Knowing The Problem And Aiming For Solutions
You might find of interest that in-depth research has shown that generative AI can be particularly persuasive including convincing you that you are wrong even when you are right (see my coverage at the link here). Those studies tend to focus on answers and Q&A dialogues. It seems sensible to anticipate that the always-invoked chain-of-thought is going to ramp up persuasiveness to a new and exceedingly troubling level.

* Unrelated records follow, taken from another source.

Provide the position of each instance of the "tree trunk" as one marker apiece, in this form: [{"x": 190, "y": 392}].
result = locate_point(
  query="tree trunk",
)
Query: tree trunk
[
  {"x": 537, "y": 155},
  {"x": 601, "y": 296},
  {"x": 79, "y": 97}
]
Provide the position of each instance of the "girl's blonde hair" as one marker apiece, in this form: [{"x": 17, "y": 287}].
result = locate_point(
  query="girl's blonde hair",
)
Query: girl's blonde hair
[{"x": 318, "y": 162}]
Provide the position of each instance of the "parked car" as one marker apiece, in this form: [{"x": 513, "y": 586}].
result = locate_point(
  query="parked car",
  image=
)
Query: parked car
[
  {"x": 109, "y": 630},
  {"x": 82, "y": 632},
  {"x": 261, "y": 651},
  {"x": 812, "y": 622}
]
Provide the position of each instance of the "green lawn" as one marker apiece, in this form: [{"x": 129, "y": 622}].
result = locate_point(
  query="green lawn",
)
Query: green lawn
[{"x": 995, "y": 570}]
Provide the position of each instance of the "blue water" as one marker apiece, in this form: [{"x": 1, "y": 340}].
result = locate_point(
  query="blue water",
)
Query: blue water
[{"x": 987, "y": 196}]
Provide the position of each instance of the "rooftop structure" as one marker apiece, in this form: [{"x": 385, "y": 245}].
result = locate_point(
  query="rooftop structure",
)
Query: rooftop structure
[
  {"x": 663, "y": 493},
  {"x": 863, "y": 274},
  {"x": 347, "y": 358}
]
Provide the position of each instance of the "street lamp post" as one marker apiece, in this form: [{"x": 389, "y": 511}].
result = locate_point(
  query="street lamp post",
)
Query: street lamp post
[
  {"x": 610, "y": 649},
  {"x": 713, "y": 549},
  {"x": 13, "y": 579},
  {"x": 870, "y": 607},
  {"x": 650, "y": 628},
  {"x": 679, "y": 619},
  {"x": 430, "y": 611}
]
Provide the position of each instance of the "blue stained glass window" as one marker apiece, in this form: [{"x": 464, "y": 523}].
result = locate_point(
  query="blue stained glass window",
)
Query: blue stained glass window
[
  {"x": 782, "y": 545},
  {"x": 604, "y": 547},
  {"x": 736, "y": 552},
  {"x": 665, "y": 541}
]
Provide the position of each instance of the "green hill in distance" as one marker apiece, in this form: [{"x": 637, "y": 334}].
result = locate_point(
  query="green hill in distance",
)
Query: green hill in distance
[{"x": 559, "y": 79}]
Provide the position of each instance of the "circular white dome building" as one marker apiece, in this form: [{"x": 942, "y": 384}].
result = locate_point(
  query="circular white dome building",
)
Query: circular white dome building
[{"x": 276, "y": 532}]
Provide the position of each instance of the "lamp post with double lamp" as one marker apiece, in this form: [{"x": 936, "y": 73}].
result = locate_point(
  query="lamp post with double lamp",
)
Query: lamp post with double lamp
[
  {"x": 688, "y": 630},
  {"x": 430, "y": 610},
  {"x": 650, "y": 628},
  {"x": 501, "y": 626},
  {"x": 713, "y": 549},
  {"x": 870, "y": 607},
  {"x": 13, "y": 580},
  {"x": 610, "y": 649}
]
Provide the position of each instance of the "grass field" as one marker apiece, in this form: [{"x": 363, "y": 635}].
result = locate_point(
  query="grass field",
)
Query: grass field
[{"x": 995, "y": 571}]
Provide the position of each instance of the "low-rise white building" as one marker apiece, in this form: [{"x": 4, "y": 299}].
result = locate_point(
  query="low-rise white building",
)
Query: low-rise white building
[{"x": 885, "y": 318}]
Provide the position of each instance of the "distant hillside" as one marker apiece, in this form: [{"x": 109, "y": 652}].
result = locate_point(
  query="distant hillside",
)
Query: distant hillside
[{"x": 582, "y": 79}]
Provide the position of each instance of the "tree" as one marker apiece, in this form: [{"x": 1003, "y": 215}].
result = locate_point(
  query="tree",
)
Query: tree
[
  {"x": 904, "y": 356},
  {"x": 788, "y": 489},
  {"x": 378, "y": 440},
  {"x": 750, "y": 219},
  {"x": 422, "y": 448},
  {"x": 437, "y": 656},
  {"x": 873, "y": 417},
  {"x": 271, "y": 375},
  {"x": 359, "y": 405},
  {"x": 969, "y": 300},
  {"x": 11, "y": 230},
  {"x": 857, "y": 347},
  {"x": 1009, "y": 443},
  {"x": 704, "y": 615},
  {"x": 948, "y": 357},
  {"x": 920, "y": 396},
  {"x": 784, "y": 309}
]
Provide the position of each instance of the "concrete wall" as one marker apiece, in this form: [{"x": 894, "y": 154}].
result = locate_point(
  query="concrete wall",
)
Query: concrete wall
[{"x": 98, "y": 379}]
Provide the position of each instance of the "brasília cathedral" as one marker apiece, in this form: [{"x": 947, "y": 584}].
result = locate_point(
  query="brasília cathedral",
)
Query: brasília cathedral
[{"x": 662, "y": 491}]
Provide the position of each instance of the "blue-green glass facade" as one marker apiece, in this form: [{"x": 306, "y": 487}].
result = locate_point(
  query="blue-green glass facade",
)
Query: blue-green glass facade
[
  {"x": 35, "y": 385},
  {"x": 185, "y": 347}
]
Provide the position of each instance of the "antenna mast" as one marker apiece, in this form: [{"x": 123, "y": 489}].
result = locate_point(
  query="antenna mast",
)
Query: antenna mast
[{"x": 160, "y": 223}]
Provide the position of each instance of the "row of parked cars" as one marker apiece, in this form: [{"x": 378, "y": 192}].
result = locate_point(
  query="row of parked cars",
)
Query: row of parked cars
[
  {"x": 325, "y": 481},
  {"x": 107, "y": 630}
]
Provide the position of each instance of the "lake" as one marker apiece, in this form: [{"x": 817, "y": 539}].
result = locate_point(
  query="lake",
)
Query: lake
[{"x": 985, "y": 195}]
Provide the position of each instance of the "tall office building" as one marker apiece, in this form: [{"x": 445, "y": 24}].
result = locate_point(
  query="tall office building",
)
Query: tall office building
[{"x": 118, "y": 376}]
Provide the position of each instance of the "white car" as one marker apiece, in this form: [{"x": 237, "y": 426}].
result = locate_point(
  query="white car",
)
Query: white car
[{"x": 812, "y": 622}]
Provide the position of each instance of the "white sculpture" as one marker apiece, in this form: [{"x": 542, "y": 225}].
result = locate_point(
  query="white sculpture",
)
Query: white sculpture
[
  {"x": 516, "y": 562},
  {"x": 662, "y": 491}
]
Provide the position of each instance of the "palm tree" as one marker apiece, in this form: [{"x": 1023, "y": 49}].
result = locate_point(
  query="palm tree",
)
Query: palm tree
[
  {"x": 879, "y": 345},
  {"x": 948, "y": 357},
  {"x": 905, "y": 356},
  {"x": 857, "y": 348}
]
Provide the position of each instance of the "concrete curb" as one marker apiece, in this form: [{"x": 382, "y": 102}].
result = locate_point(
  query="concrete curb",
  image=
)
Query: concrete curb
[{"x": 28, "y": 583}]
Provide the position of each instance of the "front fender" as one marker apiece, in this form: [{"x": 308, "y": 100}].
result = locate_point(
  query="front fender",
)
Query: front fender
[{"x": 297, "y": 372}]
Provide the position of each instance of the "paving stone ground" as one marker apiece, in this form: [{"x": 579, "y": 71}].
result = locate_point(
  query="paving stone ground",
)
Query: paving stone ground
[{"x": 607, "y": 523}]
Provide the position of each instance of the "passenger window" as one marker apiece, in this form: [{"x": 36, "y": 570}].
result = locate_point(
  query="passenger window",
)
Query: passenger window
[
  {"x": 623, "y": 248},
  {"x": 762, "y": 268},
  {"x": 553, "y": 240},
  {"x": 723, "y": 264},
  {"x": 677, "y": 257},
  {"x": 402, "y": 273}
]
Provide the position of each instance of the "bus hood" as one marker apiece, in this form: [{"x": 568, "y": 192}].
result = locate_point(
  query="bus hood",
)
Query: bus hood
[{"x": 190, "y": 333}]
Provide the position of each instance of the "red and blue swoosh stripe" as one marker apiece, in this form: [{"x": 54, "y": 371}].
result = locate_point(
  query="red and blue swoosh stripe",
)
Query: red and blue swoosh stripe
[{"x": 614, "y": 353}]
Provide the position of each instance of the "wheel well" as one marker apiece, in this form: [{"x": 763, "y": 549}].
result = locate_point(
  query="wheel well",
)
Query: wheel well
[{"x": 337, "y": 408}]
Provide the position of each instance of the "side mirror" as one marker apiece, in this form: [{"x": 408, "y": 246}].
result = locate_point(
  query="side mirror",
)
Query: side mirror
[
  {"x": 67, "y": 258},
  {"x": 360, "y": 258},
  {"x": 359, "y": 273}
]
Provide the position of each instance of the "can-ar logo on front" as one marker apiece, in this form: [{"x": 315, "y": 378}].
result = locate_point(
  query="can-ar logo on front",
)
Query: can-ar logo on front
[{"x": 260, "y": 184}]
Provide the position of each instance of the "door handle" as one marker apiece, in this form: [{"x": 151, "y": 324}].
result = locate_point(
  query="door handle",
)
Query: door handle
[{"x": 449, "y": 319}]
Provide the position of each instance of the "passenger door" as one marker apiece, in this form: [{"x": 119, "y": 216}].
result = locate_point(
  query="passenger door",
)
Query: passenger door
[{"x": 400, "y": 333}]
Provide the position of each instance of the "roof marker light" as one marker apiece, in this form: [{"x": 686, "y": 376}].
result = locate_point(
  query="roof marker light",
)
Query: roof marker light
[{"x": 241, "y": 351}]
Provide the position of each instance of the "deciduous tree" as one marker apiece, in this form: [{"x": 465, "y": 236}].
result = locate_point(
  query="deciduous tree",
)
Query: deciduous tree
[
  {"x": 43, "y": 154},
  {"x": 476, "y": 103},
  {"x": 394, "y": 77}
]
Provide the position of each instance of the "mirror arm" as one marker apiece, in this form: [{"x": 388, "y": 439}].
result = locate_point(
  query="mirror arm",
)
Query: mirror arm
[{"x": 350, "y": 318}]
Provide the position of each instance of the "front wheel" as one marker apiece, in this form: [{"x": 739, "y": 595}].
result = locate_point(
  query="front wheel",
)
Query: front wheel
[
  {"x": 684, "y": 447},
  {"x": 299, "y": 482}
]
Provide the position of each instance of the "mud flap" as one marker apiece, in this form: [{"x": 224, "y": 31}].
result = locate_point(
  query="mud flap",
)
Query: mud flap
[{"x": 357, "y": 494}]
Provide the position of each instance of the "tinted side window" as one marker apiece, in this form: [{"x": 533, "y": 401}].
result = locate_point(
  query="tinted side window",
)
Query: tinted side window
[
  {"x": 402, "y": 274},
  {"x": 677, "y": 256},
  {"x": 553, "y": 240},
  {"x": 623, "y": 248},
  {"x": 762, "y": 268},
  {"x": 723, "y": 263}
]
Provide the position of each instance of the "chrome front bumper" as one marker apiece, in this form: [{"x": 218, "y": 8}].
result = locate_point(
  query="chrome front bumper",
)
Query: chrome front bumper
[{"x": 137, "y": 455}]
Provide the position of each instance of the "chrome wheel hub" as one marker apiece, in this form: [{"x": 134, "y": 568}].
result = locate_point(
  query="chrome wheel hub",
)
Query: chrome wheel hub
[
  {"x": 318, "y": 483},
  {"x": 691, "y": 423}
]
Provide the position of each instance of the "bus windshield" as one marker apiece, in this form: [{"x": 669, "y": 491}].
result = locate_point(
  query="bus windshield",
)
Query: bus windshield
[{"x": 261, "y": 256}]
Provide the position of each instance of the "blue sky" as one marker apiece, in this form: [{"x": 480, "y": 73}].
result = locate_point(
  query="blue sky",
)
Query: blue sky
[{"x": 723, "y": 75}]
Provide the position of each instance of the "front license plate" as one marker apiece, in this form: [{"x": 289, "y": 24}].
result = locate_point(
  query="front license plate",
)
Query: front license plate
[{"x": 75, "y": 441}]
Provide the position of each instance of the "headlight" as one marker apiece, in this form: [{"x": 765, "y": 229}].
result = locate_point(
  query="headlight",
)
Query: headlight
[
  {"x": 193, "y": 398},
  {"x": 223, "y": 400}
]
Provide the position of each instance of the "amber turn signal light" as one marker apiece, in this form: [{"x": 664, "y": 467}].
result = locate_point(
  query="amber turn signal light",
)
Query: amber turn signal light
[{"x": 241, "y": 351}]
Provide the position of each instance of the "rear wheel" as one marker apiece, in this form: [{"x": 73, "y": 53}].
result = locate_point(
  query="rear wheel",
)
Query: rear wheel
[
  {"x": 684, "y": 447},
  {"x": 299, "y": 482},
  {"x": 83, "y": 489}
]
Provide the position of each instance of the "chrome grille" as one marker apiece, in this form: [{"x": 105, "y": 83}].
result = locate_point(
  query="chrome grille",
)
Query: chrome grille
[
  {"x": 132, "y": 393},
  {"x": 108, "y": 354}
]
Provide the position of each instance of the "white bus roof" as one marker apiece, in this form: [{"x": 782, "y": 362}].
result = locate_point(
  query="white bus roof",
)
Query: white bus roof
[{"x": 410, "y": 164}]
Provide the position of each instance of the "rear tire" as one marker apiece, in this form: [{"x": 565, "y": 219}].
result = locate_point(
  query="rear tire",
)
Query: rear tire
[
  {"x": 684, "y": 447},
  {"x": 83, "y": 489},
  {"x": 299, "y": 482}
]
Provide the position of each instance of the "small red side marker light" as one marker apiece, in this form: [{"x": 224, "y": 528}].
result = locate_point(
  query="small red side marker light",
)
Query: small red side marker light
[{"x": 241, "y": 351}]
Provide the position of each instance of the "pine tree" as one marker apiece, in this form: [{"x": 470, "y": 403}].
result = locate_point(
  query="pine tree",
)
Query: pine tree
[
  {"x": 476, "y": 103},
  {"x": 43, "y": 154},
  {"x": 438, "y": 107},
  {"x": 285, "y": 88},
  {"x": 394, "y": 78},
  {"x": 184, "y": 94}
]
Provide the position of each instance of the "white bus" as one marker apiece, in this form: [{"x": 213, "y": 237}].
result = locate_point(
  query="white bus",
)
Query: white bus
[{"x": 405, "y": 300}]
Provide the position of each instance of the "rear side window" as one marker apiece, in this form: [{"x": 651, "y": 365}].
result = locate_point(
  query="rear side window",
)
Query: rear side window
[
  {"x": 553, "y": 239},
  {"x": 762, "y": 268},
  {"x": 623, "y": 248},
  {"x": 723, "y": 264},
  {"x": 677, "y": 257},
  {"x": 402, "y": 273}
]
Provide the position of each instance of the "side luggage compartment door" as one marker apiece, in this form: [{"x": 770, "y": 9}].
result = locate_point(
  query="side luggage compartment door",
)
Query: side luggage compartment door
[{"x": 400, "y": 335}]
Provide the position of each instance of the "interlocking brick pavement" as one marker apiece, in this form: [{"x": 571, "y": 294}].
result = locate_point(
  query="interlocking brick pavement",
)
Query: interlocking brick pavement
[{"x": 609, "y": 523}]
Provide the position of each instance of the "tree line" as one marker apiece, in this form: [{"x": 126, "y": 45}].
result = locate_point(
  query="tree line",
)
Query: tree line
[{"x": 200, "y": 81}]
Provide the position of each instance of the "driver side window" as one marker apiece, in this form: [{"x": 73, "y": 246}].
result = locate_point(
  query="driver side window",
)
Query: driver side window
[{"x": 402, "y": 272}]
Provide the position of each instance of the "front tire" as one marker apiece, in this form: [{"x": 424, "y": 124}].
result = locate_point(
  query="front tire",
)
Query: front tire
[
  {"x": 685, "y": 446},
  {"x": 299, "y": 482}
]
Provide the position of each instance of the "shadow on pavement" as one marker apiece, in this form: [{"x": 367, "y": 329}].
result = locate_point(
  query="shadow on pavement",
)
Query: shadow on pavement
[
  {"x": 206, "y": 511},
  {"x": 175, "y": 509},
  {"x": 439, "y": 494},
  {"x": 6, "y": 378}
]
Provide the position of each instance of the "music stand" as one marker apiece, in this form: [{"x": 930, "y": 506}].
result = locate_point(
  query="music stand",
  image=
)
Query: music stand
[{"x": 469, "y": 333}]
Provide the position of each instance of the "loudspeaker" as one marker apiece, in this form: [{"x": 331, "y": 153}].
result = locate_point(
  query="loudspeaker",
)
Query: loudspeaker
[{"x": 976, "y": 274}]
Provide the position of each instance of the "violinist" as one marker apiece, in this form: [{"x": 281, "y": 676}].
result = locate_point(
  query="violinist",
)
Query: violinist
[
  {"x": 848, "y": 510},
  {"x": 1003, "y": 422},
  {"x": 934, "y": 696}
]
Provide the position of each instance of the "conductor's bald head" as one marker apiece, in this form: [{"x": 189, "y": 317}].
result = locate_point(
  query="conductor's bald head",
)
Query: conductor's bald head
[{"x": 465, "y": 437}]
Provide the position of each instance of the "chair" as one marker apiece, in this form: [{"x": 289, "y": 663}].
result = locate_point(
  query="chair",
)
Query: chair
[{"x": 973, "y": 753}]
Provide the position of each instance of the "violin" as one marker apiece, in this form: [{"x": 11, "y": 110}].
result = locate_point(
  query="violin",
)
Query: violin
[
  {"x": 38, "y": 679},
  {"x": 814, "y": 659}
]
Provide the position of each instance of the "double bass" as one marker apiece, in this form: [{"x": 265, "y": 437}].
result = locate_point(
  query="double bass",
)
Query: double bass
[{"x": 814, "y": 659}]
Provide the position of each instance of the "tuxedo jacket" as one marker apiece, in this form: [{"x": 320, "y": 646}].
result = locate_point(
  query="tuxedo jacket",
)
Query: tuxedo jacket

On day-to-day ordinary queries of generative AI, maybe this shaky phenomenon might not rise to disastrous conditions. The scary aspect is that this can happen when people use generative AI for more dire questions that might involve life or limb. AI makers typically include in their licensing agreements that users should not rely on the AI for such matters (see my discussion at the link here), but few seem to read or abide by those warnings.
A final bottom line for now.
Is this an AI problem, or is it a human behavior problem?
The fact that we are asking the question is a sign that even if it is a human behavior problem, AI ought to be devised to aid the user and avoid letting them tumble into these mental traps. It is to some degree a UX or user experience or interface design facet that could readily be dealt with.
I hope that my elucidated chain of thoughts concerning this weighty matter will spur better best practices when it comes to AI design, and spare humans a devil of a problem that they otherwise didn’t even know about or realize they will soon face.